Ridley Scott and Harrison Ford reunited in 2017 for Blade Runner 2049 (also with Ryan Gosling.

Harrison Fordhe speaks little about Blade Runner. He quickly explains that Rick Deckard is a character “completely different” of those he has played before, and he is delighted that the audience mainly remembers Deckard and not the actor. He also evokes in half-words a conflict which has since been widely addressed over the multiple re-releases of the film (final cut, director’s cut etc.): from the start, Scott imagined his character as a Replicant, while Ford did so. played like a human. “Ridley is demanding, but no more than me. He has a vision, which he defends, I have one too, and I defend it. This leads to discussions, then to an agreement on the conception of the character and his place in the film as a whole.”

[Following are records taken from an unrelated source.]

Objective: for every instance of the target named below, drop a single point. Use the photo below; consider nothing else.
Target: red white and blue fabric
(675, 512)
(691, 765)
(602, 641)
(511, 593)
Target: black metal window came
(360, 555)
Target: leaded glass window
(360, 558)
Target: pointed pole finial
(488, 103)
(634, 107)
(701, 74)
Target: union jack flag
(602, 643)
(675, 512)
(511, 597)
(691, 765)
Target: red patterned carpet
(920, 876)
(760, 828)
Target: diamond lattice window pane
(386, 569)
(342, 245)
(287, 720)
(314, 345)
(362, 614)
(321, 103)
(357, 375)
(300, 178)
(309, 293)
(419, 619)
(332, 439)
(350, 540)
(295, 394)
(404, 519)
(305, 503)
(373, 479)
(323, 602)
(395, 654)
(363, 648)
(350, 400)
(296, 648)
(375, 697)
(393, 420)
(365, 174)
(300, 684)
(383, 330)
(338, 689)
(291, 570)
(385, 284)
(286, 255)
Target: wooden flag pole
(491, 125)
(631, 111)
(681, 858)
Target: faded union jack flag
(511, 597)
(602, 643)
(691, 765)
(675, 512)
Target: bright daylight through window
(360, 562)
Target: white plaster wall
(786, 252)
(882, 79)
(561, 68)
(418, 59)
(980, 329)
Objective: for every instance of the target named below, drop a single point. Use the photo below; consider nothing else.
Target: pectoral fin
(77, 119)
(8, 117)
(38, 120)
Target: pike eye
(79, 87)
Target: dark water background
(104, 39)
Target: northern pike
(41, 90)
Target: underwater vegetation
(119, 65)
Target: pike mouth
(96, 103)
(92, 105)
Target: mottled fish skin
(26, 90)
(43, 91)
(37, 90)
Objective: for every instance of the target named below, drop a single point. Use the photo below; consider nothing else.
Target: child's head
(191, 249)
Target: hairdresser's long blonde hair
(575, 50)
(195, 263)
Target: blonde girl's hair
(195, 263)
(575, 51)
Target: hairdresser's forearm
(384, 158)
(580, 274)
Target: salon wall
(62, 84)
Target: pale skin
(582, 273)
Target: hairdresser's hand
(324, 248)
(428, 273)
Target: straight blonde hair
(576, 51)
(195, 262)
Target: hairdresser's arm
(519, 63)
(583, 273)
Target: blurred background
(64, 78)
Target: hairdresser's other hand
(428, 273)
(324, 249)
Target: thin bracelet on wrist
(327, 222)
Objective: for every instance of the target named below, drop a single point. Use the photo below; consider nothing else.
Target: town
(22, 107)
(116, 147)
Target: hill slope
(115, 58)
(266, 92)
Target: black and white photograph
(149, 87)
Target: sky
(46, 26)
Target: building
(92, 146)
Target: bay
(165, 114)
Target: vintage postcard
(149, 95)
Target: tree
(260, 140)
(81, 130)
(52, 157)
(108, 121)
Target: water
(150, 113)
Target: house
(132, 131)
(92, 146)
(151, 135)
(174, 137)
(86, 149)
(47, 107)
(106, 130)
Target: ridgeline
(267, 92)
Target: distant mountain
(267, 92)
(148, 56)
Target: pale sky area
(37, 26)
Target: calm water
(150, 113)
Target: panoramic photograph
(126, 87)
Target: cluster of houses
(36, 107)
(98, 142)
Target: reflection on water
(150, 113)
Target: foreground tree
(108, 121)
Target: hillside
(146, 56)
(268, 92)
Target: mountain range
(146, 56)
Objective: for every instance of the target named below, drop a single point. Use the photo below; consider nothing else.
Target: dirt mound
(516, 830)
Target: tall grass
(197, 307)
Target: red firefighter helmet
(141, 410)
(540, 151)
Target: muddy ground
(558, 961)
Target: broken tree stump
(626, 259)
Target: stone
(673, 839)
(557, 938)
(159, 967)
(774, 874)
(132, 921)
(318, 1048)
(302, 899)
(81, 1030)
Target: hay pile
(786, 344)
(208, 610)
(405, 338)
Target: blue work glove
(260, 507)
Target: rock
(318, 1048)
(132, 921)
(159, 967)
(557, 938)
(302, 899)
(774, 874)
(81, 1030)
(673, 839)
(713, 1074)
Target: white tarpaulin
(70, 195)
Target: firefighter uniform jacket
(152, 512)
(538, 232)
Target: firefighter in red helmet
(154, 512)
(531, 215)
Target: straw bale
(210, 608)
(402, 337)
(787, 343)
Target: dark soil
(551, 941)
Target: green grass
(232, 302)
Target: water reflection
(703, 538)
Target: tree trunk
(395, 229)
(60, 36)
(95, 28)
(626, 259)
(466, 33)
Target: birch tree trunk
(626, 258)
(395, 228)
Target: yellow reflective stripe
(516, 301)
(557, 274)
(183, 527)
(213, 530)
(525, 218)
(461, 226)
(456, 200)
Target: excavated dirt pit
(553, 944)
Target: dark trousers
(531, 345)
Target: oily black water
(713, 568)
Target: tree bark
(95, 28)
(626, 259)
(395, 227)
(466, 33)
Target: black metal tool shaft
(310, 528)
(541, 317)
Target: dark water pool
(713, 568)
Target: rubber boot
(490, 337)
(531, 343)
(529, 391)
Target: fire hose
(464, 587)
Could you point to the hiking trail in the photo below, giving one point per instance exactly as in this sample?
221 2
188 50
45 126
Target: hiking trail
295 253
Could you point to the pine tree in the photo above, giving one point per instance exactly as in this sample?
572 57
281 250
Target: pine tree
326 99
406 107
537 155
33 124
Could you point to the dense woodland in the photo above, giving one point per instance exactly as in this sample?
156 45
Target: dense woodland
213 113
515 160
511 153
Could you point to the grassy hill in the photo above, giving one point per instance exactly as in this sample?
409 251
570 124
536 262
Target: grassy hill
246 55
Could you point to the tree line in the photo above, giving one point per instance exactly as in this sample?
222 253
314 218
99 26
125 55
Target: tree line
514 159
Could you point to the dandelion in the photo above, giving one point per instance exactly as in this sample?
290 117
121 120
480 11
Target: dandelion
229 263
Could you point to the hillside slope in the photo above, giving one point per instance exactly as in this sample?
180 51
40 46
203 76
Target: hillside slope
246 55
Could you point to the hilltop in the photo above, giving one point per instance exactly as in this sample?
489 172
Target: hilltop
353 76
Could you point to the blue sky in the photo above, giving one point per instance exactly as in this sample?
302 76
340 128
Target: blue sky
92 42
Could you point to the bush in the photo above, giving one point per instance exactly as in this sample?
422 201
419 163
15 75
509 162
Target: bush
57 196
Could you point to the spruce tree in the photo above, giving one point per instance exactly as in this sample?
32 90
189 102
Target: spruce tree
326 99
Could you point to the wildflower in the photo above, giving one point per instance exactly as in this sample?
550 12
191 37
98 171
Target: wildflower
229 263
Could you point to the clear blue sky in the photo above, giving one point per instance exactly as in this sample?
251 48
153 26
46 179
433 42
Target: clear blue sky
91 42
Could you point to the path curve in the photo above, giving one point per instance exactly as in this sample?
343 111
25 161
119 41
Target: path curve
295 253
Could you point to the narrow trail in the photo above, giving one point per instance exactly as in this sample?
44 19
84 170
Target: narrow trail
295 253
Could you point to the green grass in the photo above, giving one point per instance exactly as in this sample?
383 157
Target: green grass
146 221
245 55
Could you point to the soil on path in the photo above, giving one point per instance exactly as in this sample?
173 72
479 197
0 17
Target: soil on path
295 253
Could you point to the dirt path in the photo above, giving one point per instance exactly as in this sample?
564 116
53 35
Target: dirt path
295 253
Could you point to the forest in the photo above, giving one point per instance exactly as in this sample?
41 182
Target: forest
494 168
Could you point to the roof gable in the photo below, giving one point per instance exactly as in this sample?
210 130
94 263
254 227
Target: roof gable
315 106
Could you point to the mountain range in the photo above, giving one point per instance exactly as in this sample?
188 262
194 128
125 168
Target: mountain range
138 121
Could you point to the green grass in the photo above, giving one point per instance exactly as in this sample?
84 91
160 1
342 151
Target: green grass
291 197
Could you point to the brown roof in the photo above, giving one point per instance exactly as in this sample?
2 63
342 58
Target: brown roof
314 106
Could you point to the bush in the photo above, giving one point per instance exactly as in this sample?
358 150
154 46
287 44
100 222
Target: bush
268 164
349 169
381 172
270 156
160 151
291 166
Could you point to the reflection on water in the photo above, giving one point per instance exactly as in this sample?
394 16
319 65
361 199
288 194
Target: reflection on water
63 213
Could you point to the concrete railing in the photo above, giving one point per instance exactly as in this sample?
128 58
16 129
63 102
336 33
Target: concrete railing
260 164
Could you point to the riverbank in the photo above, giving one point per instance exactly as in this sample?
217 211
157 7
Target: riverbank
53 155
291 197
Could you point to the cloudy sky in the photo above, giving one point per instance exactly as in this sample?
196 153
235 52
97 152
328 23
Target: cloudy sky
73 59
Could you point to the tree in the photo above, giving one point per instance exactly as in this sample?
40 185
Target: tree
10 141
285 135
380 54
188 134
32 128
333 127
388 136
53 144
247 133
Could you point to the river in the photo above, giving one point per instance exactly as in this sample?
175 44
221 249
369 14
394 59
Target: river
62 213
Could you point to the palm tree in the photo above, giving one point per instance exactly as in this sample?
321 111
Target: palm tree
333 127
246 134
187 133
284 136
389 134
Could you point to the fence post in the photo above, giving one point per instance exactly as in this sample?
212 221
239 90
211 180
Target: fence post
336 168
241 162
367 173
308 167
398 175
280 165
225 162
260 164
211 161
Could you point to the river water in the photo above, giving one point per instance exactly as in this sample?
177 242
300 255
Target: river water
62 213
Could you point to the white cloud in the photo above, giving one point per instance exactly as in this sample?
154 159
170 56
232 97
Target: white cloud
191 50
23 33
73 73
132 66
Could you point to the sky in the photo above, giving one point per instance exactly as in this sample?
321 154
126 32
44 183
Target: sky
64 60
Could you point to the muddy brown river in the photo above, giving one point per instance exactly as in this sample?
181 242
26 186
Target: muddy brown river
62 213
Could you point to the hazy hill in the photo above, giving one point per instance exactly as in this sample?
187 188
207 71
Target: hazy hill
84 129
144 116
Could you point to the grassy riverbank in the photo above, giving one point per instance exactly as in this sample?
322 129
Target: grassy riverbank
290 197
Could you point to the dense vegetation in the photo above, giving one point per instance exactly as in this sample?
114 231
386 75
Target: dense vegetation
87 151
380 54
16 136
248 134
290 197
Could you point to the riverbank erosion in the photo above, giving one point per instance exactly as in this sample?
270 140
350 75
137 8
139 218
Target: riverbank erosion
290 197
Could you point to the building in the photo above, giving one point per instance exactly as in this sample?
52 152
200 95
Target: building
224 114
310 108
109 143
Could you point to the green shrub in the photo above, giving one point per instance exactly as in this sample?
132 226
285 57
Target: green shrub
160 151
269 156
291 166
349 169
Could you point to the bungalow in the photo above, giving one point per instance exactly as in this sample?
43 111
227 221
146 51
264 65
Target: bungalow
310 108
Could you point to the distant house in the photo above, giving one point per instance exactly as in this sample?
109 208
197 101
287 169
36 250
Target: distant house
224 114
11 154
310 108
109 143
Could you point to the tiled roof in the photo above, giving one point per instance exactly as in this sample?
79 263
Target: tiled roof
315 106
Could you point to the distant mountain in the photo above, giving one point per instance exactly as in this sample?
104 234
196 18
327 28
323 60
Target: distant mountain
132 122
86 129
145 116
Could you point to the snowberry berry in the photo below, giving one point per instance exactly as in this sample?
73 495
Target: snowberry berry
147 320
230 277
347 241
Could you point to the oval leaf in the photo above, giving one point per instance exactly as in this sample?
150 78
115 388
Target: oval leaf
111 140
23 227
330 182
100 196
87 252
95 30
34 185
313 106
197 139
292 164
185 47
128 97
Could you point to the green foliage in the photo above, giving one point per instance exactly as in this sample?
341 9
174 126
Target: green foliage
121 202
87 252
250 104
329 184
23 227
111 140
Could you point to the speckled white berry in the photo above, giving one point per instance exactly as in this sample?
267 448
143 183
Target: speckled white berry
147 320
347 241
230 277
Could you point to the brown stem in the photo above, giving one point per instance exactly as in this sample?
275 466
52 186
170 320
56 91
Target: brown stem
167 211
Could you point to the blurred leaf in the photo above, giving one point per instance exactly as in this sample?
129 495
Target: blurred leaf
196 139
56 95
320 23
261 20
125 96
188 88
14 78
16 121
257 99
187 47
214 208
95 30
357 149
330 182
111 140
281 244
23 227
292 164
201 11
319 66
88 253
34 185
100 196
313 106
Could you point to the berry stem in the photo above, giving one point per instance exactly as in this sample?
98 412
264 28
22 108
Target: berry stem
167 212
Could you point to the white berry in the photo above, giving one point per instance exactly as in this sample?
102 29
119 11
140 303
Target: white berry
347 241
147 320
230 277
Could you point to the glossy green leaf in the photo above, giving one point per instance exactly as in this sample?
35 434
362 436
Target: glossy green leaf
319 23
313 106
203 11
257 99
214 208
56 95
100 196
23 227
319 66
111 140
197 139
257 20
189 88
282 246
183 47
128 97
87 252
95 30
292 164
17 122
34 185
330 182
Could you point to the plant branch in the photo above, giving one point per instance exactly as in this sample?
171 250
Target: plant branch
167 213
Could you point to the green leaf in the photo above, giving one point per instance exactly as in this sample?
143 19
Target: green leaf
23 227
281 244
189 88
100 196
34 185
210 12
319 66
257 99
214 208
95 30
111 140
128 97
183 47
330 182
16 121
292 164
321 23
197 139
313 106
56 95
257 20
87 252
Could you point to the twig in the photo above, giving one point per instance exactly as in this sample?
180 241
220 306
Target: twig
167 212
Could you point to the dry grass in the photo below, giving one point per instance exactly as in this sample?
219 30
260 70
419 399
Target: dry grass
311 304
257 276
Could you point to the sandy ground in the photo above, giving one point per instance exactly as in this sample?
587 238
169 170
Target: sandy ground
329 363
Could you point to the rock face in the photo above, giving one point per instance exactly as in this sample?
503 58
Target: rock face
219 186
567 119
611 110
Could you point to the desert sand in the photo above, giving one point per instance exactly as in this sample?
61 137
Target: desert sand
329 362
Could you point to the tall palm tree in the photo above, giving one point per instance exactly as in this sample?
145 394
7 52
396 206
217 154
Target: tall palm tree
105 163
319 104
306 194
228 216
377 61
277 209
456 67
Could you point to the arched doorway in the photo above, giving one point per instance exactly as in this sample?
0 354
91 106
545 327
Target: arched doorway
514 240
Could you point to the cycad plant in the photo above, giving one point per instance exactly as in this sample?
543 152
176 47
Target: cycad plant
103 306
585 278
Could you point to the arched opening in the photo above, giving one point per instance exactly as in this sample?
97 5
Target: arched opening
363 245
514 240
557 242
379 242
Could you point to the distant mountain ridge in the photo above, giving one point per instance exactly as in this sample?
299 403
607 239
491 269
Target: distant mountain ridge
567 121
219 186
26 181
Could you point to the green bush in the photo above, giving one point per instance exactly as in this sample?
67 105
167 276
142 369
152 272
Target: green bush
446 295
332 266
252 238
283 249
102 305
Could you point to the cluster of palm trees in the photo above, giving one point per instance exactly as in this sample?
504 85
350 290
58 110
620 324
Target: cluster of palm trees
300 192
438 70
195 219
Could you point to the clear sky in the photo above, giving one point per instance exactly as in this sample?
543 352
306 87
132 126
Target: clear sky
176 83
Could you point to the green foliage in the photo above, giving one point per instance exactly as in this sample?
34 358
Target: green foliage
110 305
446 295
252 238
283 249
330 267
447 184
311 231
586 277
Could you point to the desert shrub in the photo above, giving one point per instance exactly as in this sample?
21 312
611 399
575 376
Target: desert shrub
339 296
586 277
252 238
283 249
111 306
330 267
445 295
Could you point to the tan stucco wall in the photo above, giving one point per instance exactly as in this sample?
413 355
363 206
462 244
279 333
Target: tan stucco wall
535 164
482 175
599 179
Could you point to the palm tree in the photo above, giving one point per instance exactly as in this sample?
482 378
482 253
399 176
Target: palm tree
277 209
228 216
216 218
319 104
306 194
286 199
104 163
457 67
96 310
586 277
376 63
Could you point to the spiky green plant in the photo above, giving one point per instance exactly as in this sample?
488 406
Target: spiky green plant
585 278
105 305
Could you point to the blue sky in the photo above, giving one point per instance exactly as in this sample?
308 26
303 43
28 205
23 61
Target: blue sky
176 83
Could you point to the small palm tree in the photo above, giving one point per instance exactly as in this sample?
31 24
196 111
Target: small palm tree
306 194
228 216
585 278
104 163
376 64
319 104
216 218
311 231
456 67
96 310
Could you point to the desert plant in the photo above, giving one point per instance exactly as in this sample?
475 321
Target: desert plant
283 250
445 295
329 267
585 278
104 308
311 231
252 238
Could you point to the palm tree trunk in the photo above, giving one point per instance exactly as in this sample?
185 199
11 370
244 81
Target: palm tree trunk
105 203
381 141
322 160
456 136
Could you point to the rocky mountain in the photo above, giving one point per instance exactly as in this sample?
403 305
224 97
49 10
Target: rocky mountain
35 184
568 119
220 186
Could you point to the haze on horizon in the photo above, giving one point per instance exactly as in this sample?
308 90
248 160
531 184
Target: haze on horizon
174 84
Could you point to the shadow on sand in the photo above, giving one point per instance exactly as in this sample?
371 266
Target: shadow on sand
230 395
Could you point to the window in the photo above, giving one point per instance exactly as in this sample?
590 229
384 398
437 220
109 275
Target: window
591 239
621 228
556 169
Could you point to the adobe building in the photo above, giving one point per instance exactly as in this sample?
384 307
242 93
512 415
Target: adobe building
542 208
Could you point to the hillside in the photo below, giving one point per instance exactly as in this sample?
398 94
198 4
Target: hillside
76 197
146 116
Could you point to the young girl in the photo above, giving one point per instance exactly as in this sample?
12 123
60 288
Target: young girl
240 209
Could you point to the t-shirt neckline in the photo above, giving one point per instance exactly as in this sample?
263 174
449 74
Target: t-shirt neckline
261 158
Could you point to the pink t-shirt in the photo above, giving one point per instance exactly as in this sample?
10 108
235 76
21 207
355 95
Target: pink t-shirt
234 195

Blade Runner: Was Deckard human or Replicant?

The actor then looks back on his early career, his few appearances, then his famous reconversion into a joiner-carpenter before trying his luck again in Hollywood. He is proud of his eclectic filmography, Star Wars has Heroes passing through War and passion : “If by strange you mean that it doesn’t have a rigid, rigid guideline, that’s exactly what I was looking for.”

He confirms having obtained the role of Indiana Jones following the refusal of Tom Selleckwhich was turning Magnum (“I got this role as a package deal.”), and that when Francis Ford Coppola proposed to him Apocalypse Now, he asked “the smallest role”since it was turning Star Wars at the same time. About the saga of George Lucasprecisely: at the time, Han Solo had been frozen at the end of The Empire Strikes Backbut we did not yet know how he would return in the following episode, then titled “Revenge of the Jedi”. “I’m being thawed, he then spoiled. So that I can speak. You don’t think they pay me such royal sums to stand still with a single expression on my face?”